ドキドキワクワク感が興奮を誘い、お目当てのアイテムに辿り着くまで欲望のままに購入してしまう執着心が「ラブブ」熱狂を生み出しているとも言える。
また、フィギュアやキーチェーンなどさまざまな商品の形で販売されており、さらに豊富なカラバリも購買意欲を掻き立てる大きな要因。欲しい物が無限に広がり、ラブブ沼へと誘われていく。
ブサカワ×心優しい 完璧ではないキャラクター像
ラブブは、単純に「かわいい」だけのぬいぐるみではない。初対面で違和感を感じるインパクトのある顔立ちと根は優しく好奇心旺盛な性格とのギャップが若者の心を魅了している。
完璧ではなく個性的、そして唯一無二。他者とは違うキャラクターへの憧れは常に心のどこかに潜んでいる密かな希望であり願望。それが具現化され、世界中で愛されているその姿に自身の想いを重ね合わせているのかもしれない。

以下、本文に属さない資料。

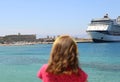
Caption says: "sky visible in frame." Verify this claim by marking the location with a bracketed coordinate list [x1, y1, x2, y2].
[0, 0, 120, 38]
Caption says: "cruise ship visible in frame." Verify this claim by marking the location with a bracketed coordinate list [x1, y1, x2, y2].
[86, 14, 120, 42]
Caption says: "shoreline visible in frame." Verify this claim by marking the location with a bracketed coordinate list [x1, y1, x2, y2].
[0, 42, 53, 46]
[0, 33, 93, 46]
[0, 39, 93, 46]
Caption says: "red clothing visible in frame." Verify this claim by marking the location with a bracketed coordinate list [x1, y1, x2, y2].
[37, 64, 88, 82]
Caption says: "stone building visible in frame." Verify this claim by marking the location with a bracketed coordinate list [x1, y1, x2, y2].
[0, 37, 4, 43]
[3, 34, 36, 43]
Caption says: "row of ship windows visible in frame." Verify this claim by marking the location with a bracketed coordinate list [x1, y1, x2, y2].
[98, 31, 120, 35]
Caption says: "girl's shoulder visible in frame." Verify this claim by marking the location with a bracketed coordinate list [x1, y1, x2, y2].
[40, 64, 48, 72]
[42, 64, 48, 68]
[78, 67, 88, 82]
[37, 64, 48, 79]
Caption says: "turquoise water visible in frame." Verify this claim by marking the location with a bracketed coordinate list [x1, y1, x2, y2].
[0, 43, 120, 82]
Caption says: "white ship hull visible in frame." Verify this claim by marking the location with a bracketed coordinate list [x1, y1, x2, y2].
[87, 31, 120, 42]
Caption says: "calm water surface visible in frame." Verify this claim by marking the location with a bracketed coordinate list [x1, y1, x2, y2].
[0, 43, 120, 82]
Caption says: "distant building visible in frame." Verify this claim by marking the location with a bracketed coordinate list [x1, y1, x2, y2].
[0, 37, 4, 44]
[3, 34, 36, 43]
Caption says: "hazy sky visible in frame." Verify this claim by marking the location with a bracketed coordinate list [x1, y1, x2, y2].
[0, 0, 120, 38]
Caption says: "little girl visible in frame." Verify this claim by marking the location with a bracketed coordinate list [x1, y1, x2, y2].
[37, 35, 88, 82]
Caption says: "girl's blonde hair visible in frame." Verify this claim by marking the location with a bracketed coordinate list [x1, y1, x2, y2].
[46, 35, 79, 75]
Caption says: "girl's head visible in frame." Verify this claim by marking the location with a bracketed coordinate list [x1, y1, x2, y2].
[46, 35, 79, 75]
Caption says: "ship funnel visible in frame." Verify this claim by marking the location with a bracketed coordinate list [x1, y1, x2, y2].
[104, 14, 109, 18]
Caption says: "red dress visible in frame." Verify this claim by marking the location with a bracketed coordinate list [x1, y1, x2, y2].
[37, 64, 88, 82]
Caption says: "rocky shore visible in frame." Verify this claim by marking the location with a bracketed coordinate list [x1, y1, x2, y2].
[0, 38, 93, 46]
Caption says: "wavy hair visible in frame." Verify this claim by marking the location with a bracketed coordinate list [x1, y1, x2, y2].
[46, 35, 79, 75]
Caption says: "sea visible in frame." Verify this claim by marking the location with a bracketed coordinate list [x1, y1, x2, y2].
[0, 43, 120, 82]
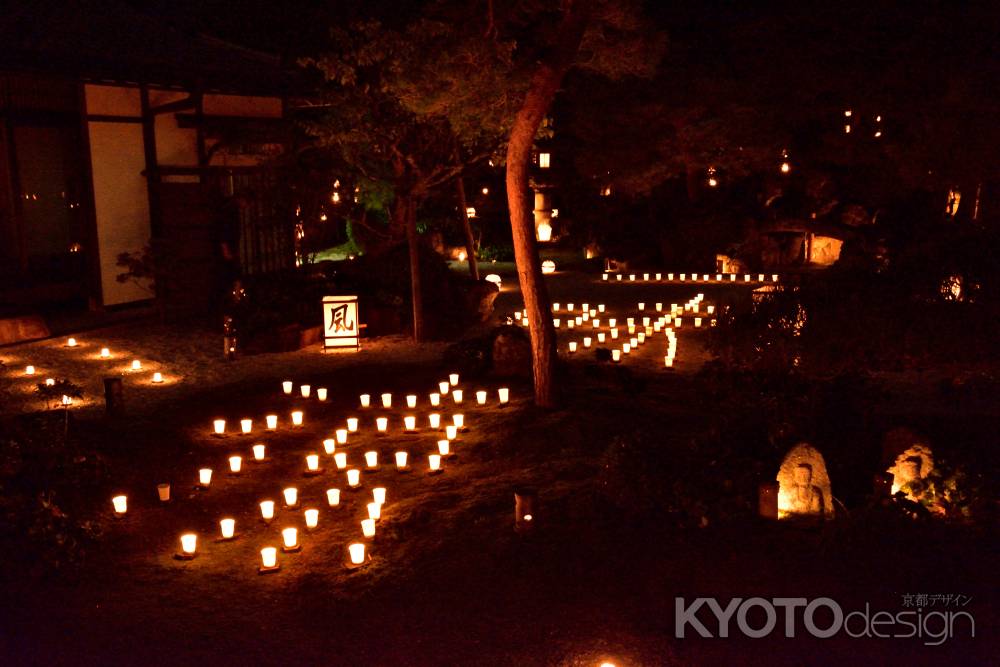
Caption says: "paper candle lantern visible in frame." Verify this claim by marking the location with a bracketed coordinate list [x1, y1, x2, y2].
[643, 273, 650, 281]
[445, 424, 458, 440]
[498, 388, 509, 404]
[25, 365, 35, 376]
[240, 419, 252, 434]
[112, 495, 127, 515]
[266, 415, 278, 430]
[260, 547, 278, 569]
[220, 518, 235, 539]
[583, 337, 592, 348]
[367, 502, 381, 521]
[376, 417, 388, 433]
[360, 394, 371, 408]
[152, 372, 164, 383]
[283, 487, 298, 507]
[553, 302, 561, 311]
[449, 373, 460, 386]
[347, 469, 361, 487]
[198, 468, 212, 487]
[395, 451, 409, 469]
[282, 381, 293, 395]
[317, 388, 328, 401]
[260, 500, 275, 521]
[306, 454, 320, 472]
[334, 452, 347, 469]
[229, 456, 242, 473]
[622, 343, 631, 354]
[157, 484, 170, 502]
[323, 439, 336, 455]
[131, 359, 142, 371]
[428, 454, 442, 472]
[364, 451, 378, 468]
[664, 356, 674, 368]
[597, 333, 606, 343]
[638, 302, 645, 311]
[373, 487, 386, 505]
[553, 319, 561, 328]
[476, 390, 487, 405]
[253, 444, 266, 461]
[612, 350, 621, 362]
[404, 415, 416, 431]
[326, 488, 341, 506]
[349, 543, 366, 564]
[453, 414, 465, 429]
[438, 439, 450, 456]
[291, 411, 303, 426]
[100, 347, 110, 358]
[602, 273, 609, 281]
[599, 304, 606, 312]
[694, 318, 702, 327]
[429, 392, 441, 406]
[452, 389, 463, 404]
[67, 337, 77, 347]
[179, 533, 197, 556]
[213, 419, 226, 435]
[282, 527, 298, 550]
[438, 381, 450, 394]
[380, 392, 393, 409]
[304, 508, 319, 529]
[428, 413, 441, 429]
[361, 519, 376, 538]
[568, 342, 577, 353]
[336, 429, 348, 444]
[347, 417, 358, 432]
[300, 384, 311, 398]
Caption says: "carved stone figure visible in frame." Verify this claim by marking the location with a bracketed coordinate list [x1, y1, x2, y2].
[776, 443, 834, 519]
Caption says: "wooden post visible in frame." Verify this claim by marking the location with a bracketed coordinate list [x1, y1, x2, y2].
[103, 377, 124, 415]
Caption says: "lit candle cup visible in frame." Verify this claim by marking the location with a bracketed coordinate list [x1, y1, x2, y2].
[306, 453, 321, 473]
[453, 414, 465, 429]
[260, 547, 278, 571]
[228, 456, 242, 474]
[476, 390, 487, 405]
[213, 419, 226, 435]
[336, 429, 348, 444]
[157, 483, 170, 502]
[266, 414, 278, 430]
[240, 418, 252, 434]
[498, 387, 509, 404]
[452, 389, 463, 404]
[612, 349, 621, 362]
[349, 542, 366, 565]
[406, 394, 417, 408]
[429, 392, 441, 406]
[445, 424, 458, 440]
[283, 487, 298, 508]
[304, 508, 319, 530]
[112, 495, 127, 516]
[100, 347, 110, 359]
[260, 500, 275, 521]
[438, 439, 450, 456]
[198, 468, 213, 487]
[282, 381, 293, 395]
[131, 359, 142, 371]
[24, 365, 35, 376]
[178, 533, 197, 558]
[364, 451, 378, 469]
[381, 392, 392, 408]
[282, 527, 299, 551]
[428, 454, 442, 473]
[360, 393, 371, 408]
[253, 444, 266, 461]
[428, 413, 441, 429]
[438, 381, 450, 394]
[373, 487, 387, 505]
[568, 342, 577, 353]
[291, 411, 304, 427]
[317, 387, 328, 401]
[449, 373, 460, 386]
[220, 518, 236, 540]
[152, 372, 164, 383]
[361, 519, 376, 538]
[334, 452, 347, 469]
[583, 337, 592, 348]
[300, 384, 311, 398]
[67, 337, 78, 347]
[347, 417, 359, 432]
[404, 415, 416, 431]
[326, 488, 341, 506]
[376, 417, 388, 433]
[347, 468, 361, 487]
[323, 438, 336, 455]
[395, 451, 409, 469]
[367, 502, 381, 521]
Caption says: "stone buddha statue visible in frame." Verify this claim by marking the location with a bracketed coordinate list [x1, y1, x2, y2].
[788, 463, 824, 515]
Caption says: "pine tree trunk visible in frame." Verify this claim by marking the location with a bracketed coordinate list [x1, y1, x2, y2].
[456, 176, 479, 281]
[402, 196, 425, 341]
[504, 1, 590, 408]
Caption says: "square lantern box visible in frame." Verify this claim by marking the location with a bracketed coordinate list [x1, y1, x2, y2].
[322, 295, 360, 350]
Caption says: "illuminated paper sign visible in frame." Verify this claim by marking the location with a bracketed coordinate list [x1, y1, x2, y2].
[322, 296, 359, 350]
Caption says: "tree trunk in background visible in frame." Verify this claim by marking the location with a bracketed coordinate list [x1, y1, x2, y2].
[504, 0, 590, 408]
[402, 195, 425, 341]
[456, 176, 479, 280]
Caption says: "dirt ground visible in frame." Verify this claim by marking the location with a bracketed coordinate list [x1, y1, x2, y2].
[1, 267, 996, 666]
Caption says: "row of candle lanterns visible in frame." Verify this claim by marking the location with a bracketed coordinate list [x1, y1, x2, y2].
[602, 271, 779, 283]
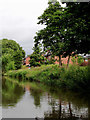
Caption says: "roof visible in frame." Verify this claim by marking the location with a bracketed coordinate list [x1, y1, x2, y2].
[78, 54, 90, 58]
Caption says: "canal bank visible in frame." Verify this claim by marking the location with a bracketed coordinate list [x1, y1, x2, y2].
[5, 64, 90, 93]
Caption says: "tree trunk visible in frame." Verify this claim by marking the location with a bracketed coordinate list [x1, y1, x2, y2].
[59, 55, 62, 67]
[67, 55, 70, 68]
[58, 99, 62, 119]
[69, 102, 72, 117]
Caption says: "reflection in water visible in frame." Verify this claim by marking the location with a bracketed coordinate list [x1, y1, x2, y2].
[44, 89, 89, 120]
[30, 88, 43, 107]
[2, 77, 24, 107]
[44, 99, 88, 120]
[2, 77, 90, 119]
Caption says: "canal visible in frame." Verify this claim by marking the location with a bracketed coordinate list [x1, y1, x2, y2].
[2, 77, 90, 120]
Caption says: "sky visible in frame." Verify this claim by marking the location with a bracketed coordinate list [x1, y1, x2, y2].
[0, 0, 65, 55]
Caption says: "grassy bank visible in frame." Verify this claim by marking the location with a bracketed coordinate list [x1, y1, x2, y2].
[6, 64, 90, 92]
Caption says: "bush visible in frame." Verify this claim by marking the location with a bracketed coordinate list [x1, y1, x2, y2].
[7, 70, 28, 81]
[5, 61, 15, 72]
[7, 64, 90, 92]
[62, 65, 90, 91]
[77, 56, 84, 65]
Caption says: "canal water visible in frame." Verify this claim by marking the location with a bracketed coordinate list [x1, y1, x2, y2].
[2, 77, 90, 120]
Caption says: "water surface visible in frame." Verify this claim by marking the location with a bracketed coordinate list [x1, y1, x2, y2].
[2, 77, 90, 120]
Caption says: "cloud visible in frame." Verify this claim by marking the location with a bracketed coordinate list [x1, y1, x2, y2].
[0, 0, 48, 55]
[0, 0, 65, 55]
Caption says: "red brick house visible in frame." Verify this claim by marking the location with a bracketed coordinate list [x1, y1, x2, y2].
[44, 51, 74, 65]
[45, 53, 90, 66]
[23, 56, 30, 65]
[54, 56, 73, 65]
[23, 54, 90, 66]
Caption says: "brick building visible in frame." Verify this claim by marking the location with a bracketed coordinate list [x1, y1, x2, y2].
[54, 56, 73, 65]
[23, 54, 90, 66]
[23, 56, 30, 65]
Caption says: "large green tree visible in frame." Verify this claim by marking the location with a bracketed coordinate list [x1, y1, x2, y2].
[34, 1, 65, 67]
[34, 1, 90, 67]
[2, 39, 25, 73]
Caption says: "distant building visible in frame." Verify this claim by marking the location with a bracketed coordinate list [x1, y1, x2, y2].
[44, 52, 90, 66]
[23, 56, 30, 65]
[44, 51, 73, 65]
[54, 56, 73, 65]
[23, 53, 90, 66]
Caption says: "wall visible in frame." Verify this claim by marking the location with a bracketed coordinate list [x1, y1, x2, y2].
[26, 57, 30, 65]
[54, 56, 73, 65]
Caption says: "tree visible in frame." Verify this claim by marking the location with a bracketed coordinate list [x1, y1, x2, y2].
[2, 39, 25, 73]
[34, 1, 65, 67]
[60, 2, 90, 66]
[34, 1, 74, 67]
[2, 53, 14, 72]
[34, 2, 90, 67]
[62, 2, 90, 54]
[30, 45, 45, 67]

鋭い歯やヤンチャな表情に加え、ほどよい「ゆるさ」も憎めない愛くるしさを増幅させている。そんなラブブのキャラクターが、Z世代のトレンドを形成する一方、子供心を備えた大人のキダルト市場も盛り上げているのだ。
まとめ
ラブブの爆発的人気は、1990年代に流行したファービー人気を彷彿させるとの声も少なくない。ただ、かつてのそれと違うのは、流行の発端がアメリカではなく、アジア発信のトレンドであるということ。アニメやアート、デザインの分野で流行の波を巻き起こしているアジアの才能に、今後も期待したい。